Des attaques coordonnées contre deux bases militaires dans l’État de Borno, dans le nord-est du Nigeria, ont fait plusieurs soldats présumés morts, selon des sources sécuritaires, soulignant la persistance de la menace insurgée près de 18 ans après le début du conflit.
Les assauts, survenus entre samedi et dimanche, ont visé des positions militaires à Pulka et Mandagairo, des points stratégiques dans la lutte contre Boko Haram et l’État islamique en Afrique de l’Ouest (ISWAP).
Versions contradictoires
L’armée nigériane a déclaré avoir repoussé les assaillants et infligé de lourdes pertes, qualifiant l’opération de « Waterloo » pour les insurgés et affirmant n’avoir enregistré aucune perte dans ses rangs.
Des sources locales de sécurité et des habitants ont toutefois indiqué qu’un nombre indéterminé de soldats avaient été tués, sans qu’un bilan indépendant puisse être établi.

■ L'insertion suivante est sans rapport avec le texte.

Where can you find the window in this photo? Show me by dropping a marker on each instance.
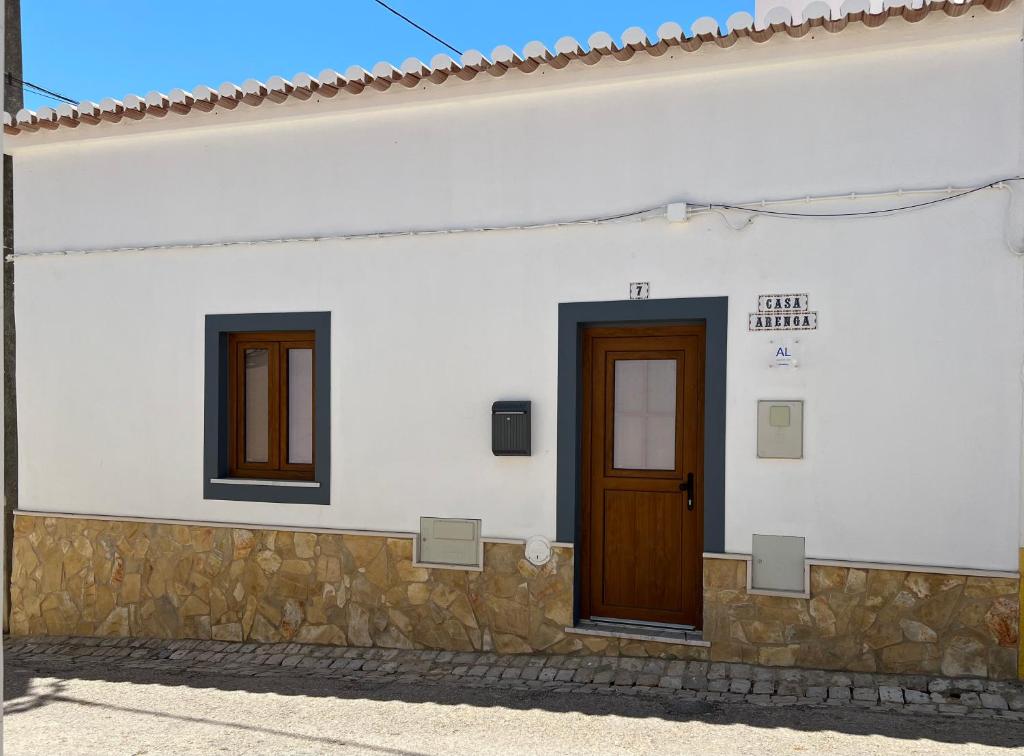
(271, 405)
(267, 408)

Des responsables militaires ont confirmé la mort d’Abua Isisha, présenté comme un commandant important du groupe armé.
Un conflit prolongé
L’État de Borno demeure l’épicentre d’une insurrection qui a fait des dizaines de milliers de morts et déplacé des millions de personnes. Malgré les déclarations officielles affirmant que les groupes armés ont été affaiblis, les attaques contre des bases militaires et des villages se poursuivent.
Selon des analystes, les insurgés se déplacent souvent en groupes importants à moto et en véhicules armés, utilisant des fusils d’assaut et des armes lourdes pour attaquer des postes isolés. Des villages sont également incendiés, aggravant la crise humanitaire.
Risque d’extension
Des experts estiment que la violence pourrait s’étendre davantage, les factions insurgées renforçant leur coopération avec des groupes armés opérant dans le centre-nord et le nord-ouest du pays.
Plus de 160 personnes ont été tuées plus tôt ce mois-ci dans une attaque dans le Borno, selon des responsables locaux, tandis que l’État du Niger a signalé au moins 30 morts lors d’une autre attaque samedi.
Confiance publique fragilisée
Ces événements surviennent malgré un partenariat militaire renforcé entre le Nigeria et les États-Unis, incluant un appui consultatif et des livraisons d’armes accrues.
La confiance du public dans la capacité du gouvernement à mettre fin au conflit reste faible. Des journalistes et des habitants affirment que certaines attaques en zones reculées ne sont pas signalées en raison du manque d’accès aux télécommunications.
À l’approche de la dix-huitième année du conflit, les attaques de Pulka et Mandagairo illustrent la résilience des réseaux insurgés et l’insécurité persistante dans l’État de Borno.